The U.S. ignored criminal, civil, and humanitarian laws underlying many of the abuses I’ve discussed that occurred before the Ábrego García imbroglio. But once lawyers, journalists, and human rights/civil liberties/accountability organizations exposed the injustices – and judges weighed in to enforce legal and constitutional constraints – the government obeyed court decisions to provide detainees their rights to counsel, due process, judicial review, and habeas corpus relief.

The government ultimately dropped the “enemy combatant” label it had used to create a legal black hole for detainees. By January 2025, only 15 detainees remained at the notorious Gitmo facility, but Trump wants to expand it to detain 30,000 migrants. And now he has expansive executive authority, an enabling Justice Department, a slumbering Congress, and judges whom he is disobeying.

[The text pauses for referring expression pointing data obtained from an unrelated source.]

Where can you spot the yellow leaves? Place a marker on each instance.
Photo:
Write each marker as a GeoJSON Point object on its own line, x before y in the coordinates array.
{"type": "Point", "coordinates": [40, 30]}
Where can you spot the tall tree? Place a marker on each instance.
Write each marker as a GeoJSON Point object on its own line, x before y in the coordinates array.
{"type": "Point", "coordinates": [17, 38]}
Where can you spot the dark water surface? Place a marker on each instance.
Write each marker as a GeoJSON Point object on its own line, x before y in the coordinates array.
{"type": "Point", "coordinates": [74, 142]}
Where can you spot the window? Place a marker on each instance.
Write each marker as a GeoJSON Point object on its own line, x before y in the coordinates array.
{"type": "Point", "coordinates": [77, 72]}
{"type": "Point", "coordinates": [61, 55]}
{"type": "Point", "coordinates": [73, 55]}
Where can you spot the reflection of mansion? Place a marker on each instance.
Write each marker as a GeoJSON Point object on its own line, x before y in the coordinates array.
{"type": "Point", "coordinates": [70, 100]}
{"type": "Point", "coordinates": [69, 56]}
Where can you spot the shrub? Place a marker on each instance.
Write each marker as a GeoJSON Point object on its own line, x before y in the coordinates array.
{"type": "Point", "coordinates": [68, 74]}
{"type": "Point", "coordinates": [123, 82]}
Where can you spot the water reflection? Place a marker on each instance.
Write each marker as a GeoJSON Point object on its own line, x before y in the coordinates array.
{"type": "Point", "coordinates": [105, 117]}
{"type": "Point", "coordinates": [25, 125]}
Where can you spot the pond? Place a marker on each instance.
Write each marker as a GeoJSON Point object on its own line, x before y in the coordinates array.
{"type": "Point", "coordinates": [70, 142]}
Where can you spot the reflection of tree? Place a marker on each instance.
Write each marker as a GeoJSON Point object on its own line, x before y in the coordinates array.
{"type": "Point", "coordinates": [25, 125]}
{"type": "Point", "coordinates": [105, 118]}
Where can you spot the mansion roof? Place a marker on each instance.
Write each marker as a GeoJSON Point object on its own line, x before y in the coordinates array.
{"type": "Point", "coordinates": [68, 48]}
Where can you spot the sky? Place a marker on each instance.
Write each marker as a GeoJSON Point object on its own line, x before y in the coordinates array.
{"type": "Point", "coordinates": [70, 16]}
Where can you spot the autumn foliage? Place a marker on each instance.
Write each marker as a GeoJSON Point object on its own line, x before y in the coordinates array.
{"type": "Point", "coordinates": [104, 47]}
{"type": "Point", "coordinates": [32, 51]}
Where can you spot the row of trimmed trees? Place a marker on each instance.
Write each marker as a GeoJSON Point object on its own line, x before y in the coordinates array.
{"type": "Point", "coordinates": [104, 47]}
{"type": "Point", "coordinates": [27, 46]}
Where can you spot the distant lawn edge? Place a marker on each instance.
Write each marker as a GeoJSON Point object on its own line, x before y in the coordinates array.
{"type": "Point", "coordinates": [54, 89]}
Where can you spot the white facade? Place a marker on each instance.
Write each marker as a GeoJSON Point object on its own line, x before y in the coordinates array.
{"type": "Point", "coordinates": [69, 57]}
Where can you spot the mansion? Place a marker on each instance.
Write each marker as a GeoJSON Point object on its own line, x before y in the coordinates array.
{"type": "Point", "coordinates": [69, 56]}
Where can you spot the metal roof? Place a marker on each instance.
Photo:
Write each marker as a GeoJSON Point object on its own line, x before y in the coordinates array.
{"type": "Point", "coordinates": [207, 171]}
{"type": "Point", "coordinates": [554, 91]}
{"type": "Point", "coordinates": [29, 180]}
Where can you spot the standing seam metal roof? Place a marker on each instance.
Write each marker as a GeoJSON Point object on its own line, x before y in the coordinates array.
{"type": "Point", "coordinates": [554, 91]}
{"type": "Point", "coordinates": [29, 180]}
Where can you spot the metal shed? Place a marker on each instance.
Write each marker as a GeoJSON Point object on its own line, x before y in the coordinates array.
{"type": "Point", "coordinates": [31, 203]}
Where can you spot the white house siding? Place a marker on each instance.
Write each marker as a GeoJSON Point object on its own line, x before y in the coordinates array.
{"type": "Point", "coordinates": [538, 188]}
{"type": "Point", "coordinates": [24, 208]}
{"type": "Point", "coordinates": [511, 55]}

The Supreme Court’s recent grant of presumptive presidential immunity from prosecution for all of a president’s official acts just further insulated unchecked extralegal conduct. Their “middle of the night” 7-2 decision this weekend granting the request in an emergency appeal to block further extradition flights may be too little too late. The same Supreme Court effectively insulated extralegal conduct as long as it has the imprimatur of being “official.”

The Ábrego García case seems to have crossed that line. But instead of line-crossing and then backtracking, Trump is doubling down on lawlessness and enjoying the bubbling constitutional crisis. History will justifiably excoriate the United States for this, whether our democratic republic survives or not.